One definite bugbear I have though is how MaxQDA interacts with SharePoint. As part of my ethics protocol, I am storing my PhD data on university systems – not to external cloud tools like DropBox or Next Cloud. Instead, I save the MaxQDA files to my local (Windows – MaxQDA doesn’t have a Linux client, unfortunately) machine. This is then synced with OneDrive to the University’s SharePoint server.

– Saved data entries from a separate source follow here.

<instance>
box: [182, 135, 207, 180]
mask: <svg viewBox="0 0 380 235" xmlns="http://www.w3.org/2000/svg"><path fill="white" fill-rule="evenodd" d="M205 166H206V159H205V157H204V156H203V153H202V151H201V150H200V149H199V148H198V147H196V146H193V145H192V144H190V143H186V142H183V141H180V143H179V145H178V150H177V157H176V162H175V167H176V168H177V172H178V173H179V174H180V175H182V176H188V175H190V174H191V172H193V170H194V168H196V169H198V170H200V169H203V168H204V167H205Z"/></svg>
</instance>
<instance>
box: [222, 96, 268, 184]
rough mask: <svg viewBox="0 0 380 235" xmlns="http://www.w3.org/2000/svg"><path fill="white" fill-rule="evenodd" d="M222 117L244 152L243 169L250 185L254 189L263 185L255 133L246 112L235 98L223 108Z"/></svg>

This works well. Except when it doesn’t.
A couple of months ago I had an error that seemed like a once-off; an error where MaxQDA apparently couldn’t convert the project file. This error was presented when I opened the MaxQDA file (a
Like so many error messages, it violated design principles for good error messages; it wasn’t a precise description of what had gone wrong, it wasn’t human readable, and it didn’t give me any helpful advice on how to solve the problem. So, I had to figure it out myself.
I tried the obvious things first;
- I closed MaxQDA and re-launched the software; the error persisted.
- I restarted my computer and then re-launched the MaxQDA software; the error persisted.
- I stopped and started the OneDrive service; the error persisted.
At this point, it was clear I’d have to dig deeper into OneDrive. In File Explorer, I could see that the file was still synchronising with OneDrive:
By rights, stopping and starting OneDrive should have re-synchronised the file; but it hadn’t.
OneDrive was also showing a synchronisation error:
Clearly, OneDrive thought that the MaxQDA file was still open; and was not syncing the file to the cloud for this reason. However, closing MaxQDA, OneDrive and a whole reboot had not fixed this error.
My conclusion from this investigation is that MaxQDA somehow leaves an open file handle; for example if the application closes unexpectedly. The open file handle is not cleared via MaxQDA, via OneDrive, or via the underlying Windows operating system. So how else might you clear an open file handle?
Windows isn’t my preferred operating system; and I don’t know enough about the OS internals to go digging into file handles and how to clear them. So I went
rm -rf; or about as close to it as you can get on Windows …
The only thing that did fix the issue was uninstalling OneDrive, re-installing OneDrive, and then re-authenticating OneDrive and allowing it to sync to the cloud. My working hypothesis is that the uninstallation of OneDrive forces Windows to clear any open OneDrive file handles; then the re-installation returns the MaxQDA file to a known good state.
All in all, this took about an hour of investigation to identify the issue and find a workaround. And to be clear – the solution is just a workaround – it doesn’t address the underlying problem – which is that MaxQDA files that synchronise from a local machine to the cloud via OneDrive or SharePoint are prone to synchronisation failure that manifests in an open file handle; which in turn leads to an obscure error message.
This has now happened to me twice – but at least now I know how to fix it next time …
Update: Resetting the OneDrive cache appears to resolve this issue
So, after encountering this issue with MaxQDA for around the fifth time, and even after uninstalling and reinstalling OneDrive, I did a bit more digging, and found some blog posts that suggested resetting the OneDrive cache.
This is covered in this how-to-guide, but the commands are essentially:
- Open the Windows command tool as Administrator (you need to be an administrator to clear the OneDrive cache)
- Run the command
- Then restart OneDrive by running the application
This worked for me – so it’s another possible workaround for this very frustrating issue!